儘管如此,他也不打算就這麼輕易放過尹天賜。
他只推說,會找蘇寧去溝通,至於蘇寧會不會同意,他並無把握。
尹天賜到底家學淵源,搞權力勾兌,幾乎是天生的本事,立時聽明白,薛向這是在要價。
他現在徹底服了,連伏辯都寫了,還能怎麼掙扎,只能拜託薛向去求蘇寧,讓他別獅子大開口。
薛向早想好了要什麼,便報出了「妖丹」。
至於價錢,薛向自己都不知道報多少合適,讓尹天賜自己憑心情給。
尹天賜整個人都要瘋了,這事兒,他怎麼憑心情。
奈何,薛向不跟他廢話,轉身就走了,說儘量幫忙去溝通,但三天之內,他的心意一定要送過去。

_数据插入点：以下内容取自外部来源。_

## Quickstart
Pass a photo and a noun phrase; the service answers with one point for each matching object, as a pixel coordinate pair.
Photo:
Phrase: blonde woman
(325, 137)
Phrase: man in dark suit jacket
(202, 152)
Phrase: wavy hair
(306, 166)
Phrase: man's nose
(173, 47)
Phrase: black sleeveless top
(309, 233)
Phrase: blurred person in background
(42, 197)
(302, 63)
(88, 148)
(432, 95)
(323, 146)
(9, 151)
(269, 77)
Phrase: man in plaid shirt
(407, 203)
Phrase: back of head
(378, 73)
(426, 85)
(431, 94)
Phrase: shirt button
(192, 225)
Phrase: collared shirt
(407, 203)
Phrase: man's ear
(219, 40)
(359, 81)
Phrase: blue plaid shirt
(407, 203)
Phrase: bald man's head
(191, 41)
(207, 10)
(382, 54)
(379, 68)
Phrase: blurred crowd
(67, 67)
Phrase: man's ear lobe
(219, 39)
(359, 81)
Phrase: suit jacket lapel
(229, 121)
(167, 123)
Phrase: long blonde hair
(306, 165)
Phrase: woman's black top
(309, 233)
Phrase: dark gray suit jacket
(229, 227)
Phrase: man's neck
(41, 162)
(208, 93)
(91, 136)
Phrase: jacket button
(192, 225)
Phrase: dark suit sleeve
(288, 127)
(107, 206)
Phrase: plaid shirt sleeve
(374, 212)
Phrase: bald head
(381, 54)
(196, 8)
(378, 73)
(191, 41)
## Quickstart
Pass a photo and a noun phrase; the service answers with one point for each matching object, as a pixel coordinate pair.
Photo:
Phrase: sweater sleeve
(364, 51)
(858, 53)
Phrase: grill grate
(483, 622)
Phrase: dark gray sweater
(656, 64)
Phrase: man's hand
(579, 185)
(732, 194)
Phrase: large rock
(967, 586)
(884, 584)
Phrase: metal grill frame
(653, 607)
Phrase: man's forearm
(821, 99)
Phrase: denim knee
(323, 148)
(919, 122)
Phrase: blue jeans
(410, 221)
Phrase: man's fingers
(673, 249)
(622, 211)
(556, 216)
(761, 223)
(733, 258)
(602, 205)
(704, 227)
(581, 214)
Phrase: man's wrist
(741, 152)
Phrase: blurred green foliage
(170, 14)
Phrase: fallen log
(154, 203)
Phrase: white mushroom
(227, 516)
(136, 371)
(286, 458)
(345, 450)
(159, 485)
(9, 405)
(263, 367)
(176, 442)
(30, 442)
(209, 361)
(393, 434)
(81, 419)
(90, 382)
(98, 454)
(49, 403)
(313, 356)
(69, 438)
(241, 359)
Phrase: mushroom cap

薛向才去,早支撐不住的尹天賜一屁股跌坐在地,懊惱得還蹬了兩下腿。
清晨的風帶著涼意與潮濕,孤雲峰的石脊裸露在白霧之上,仿佛一線墨筆,橫在天與地之間。
蘇寧在崖邊看風景。
雲海起伏,像一張緩慢呼吸的胸膛;崖下松林時隱時現,偶有鳥聲穿出霧縫,又被風收回去。
正瞧得入神,一道黑線緩慢飄來。
不多時,黑線擴大,化作一張黑色魔毯,魔毯上端坐一人,俊眉瘦面,眸光清澈,不是薛向又是何人。
薛向飄臨孤雲峰,遠遠喊道,「就知道你在此處。」
蘇寧展顏一笑,「薛兄找我作甚,我聽說你忙的腳打後腦勺呢,塵封級的任務可接下來了?」
薛向點點頭。
蘇寧笑道,「怎的沒鬧出大動靜兒,畢竟是塵封級的任務,不該震動四方麼?」
薛向呵呵道,「我怕完不成,到時候讓人笑話,所以跟魏師說了,沒讓聲張。」
蘇寧輕輕拽起嘴角,「薛兄倒是豪氣,將塵封級的任務也能視作等閒。」
薛向有些發懵,「蘇兄此話何意?」
蘇寧道,「塵封級的任務,要麼完成,要麼完命。
薛兄竟還想著完不成丟臉的事兒,這是篤定自己能全身而退,這等豪氣,常人難及。」
薛向擺手道,「蘇兄笑我。
我還真沒想這許多,只是聽說蘇兄要走了,相識一場,意氣相投,不能不來相送。」
蘇寧怔了怔,「多謝了,薛兄,我也認你這個朋友。」
說著,他甩過一枚玉珏。
玉珏青白,邊緣刻著細密紋線,仿佛小小浪痕。
薛向接過,怔怔盯著蘇寧,不解其意。
「裡面存的是和文淵亂海的資料。」
蘇寧說,「我大周也曾數度想迎回忠武遺骨,數次行動,都功敗垂成,但具體過程已形成資料,以備後來人。
我讓人復錄了一份,也許,你能用得上。」
薛向心中頓生感動,「如此,多謝了。」
他告知蘇寧,他將接下迎回忠武遺骨的任務,也就一天前。
這短短時間,蘇寧便弄來了資料,看似簡單,中間經歷的波折,必定非小。
蘇寧擺手,「我也盼你成功。這樣,我這一注才不算輸。
對了,還有一事。
躲在暗處,跟你搗亂的那位,能量很大,觸角已經伸到我身邊來了。
人家在打聽,我們是否糾著道蘊金身不放。」
「使團怎麼回復的?」
薛向急了。
他還真低估了尹壯籌的能量,長臂竟然真能戳到大周使團來。